Hi Llama,I am sure that your therapist will give you more time,if you ask. Finding support groups will be a great help also. Maybe a church group. You are not alone. We have been there and in time you should feel better. I have found that talking or being with friends is very helpful.God bless and keep in touch..
Having had therapy for 25+ years it is important to know what type of therapist you are currently dealing with. I have had the best luck with a clinical psychologist who has practiced for decades & has his PhD. I can tell from my own experience some of these practitioners can be a waste of your time and money; I've left a few.
Additionally, it may be of benefit if the practitioner specializes in trauma.

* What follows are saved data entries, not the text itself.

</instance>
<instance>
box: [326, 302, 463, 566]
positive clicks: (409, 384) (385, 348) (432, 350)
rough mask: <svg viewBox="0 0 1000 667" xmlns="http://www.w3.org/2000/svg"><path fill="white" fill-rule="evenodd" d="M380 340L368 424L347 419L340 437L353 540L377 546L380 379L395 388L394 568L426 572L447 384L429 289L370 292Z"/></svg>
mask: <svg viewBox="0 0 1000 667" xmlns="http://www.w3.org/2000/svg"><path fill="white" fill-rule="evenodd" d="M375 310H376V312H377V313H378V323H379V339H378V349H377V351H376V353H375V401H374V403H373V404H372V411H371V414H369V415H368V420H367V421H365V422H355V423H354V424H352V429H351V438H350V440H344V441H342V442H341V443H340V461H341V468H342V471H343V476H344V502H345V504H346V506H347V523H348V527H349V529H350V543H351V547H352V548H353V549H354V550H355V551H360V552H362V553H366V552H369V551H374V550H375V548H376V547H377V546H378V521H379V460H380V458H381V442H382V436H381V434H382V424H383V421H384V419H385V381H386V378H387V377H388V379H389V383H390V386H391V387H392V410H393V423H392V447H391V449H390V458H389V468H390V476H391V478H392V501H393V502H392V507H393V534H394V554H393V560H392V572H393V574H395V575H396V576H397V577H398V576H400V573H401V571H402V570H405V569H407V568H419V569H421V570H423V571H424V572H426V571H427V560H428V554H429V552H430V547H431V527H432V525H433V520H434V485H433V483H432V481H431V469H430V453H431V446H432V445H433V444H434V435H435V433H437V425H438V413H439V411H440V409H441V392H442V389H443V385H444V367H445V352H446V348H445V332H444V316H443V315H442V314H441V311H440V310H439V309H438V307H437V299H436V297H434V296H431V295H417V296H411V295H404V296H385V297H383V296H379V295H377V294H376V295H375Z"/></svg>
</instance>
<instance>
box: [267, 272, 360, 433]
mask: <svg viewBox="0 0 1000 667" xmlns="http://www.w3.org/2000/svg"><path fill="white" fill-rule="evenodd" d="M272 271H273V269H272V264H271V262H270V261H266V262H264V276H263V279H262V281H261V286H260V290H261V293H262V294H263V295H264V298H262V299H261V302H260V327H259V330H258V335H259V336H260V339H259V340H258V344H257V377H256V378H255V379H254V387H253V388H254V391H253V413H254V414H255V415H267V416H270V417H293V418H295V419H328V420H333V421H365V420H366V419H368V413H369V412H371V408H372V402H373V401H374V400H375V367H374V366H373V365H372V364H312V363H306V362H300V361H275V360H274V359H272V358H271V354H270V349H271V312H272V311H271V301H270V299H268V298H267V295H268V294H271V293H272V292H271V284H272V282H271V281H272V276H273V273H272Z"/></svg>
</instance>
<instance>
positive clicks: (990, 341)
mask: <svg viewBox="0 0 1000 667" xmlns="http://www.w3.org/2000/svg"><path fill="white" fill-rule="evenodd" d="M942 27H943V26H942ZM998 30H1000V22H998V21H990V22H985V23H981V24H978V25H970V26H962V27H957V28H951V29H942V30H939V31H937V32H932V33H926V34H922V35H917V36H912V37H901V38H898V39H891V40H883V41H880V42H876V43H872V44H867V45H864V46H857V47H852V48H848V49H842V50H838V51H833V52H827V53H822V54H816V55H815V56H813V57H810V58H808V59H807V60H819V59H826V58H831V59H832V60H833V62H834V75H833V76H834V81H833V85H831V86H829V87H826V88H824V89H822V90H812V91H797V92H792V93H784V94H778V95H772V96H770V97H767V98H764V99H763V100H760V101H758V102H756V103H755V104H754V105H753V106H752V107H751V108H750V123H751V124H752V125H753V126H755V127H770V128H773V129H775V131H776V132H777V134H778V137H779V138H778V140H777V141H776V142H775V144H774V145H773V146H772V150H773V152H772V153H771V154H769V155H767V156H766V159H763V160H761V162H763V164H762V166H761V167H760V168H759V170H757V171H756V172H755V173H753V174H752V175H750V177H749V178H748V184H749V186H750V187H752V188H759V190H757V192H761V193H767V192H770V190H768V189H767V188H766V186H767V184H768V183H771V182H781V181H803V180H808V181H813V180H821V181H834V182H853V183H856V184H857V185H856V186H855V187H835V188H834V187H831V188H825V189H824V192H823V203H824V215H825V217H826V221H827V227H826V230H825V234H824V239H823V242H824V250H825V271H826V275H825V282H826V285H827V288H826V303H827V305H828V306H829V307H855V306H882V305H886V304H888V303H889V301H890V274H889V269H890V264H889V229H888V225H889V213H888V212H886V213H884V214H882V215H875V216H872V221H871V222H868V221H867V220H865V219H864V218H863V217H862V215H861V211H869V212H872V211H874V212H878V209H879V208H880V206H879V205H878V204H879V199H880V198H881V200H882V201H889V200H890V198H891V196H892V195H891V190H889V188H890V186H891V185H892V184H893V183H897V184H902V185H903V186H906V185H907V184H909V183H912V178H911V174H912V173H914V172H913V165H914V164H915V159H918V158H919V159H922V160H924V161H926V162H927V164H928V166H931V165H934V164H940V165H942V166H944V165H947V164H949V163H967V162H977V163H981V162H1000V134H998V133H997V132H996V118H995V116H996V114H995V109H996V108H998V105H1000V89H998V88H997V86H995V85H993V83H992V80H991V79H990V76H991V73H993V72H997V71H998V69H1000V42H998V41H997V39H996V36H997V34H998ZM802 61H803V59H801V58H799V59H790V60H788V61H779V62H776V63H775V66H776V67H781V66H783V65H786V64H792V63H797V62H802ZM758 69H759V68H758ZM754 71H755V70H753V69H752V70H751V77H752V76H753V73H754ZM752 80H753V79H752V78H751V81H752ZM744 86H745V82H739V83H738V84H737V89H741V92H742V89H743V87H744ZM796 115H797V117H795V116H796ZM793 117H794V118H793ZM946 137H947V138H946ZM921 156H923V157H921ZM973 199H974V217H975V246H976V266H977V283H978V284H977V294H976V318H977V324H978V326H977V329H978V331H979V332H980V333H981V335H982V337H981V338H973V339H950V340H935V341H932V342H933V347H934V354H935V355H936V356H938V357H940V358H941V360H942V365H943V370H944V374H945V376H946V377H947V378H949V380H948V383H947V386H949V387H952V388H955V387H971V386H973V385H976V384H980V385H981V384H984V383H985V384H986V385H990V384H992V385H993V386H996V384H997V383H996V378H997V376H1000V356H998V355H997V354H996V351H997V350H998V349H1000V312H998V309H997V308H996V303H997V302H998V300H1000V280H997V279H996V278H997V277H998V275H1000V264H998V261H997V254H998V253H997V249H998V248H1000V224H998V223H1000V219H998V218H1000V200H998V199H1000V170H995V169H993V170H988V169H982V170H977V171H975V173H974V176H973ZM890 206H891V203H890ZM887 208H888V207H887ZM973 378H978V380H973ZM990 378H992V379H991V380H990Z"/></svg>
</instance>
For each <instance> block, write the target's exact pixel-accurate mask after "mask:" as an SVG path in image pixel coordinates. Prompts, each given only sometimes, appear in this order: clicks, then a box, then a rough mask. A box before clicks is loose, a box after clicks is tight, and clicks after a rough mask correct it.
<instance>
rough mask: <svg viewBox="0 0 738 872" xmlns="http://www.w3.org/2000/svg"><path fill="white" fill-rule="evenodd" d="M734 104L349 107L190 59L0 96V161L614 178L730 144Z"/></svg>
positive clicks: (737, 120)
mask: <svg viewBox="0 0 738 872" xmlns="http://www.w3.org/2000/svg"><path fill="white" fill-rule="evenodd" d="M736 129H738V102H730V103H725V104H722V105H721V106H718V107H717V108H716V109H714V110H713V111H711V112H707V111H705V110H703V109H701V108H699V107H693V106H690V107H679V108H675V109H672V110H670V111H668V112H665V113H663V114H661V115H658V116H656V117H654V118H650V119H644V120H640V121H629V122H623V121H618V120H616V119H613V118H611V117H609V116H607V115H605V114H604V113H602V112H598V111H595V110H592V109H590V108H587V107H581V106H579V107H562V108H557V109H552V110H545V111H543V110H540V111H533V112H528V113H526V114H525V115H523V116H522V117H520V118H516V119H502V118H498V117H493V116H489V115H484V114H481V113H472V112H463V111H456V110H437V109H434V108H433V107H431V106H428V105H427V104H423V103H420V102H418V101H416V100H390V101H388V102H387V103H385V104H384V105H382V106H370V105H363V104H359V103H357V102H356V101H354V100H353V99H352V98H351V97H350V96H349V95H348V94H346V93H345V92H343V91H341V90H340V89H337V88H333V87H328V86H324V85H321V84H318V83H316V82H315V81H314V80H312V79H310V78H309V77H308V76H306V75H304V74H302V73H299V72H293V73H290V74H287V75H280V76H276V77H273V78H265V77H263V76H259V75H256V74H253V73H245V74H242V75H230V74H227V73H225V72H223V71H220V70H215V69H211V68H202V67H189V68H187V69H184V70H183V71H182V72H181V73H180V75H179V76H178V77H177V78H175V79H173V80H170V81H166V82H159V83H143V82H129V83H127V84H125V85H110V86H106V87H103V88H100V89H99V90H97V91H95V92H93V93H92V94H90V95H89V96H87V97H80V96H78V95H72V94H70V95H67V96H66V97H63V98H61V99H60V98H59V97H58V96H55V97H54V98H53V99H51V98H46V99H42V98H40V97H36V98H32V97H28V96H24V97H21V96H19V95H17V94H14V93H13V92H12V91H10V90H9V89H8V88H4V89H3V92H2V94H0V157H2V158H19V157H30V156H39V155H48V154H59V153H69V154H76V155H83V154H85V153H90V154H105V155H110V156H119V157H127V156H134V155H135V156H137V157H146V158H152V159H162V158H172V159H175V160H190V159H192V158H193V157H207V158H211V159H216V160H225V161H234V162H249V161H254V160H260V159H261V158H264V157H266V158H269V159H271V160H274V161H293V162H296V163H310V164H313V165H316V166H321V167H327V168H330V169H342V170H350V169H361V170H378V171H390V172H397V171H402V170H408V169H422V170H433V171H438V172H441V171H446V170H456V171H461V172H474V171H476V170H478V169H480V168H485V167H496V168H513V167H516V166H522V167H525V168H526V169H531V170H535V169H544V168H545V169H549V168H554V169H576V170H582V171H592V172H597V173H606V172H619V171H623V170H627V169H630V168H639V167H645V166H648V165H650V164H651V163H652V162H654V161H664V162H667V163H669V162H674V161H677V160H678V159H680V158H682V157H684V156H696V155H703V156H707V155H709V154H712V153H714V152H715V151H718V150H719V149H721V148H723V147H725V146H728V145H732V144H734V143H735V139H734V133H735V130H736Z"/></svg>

I never really thought about if the therapist is right or not. I feel comfortable there so thats ok, I'll going more before I think more on it.
I know the feeling. I started therapy in March....and at first I felt like I was just going in there and crying and not getting anything out of it. It gets better as I also noticed I was scattered brain and wanted to just drop everything at once . Even now I feel like I jump around because of things I want to touch on. But it’s a lot better, I trusted the process and my therapist just pointed out to me that I have hope. And it wasn’t always like that.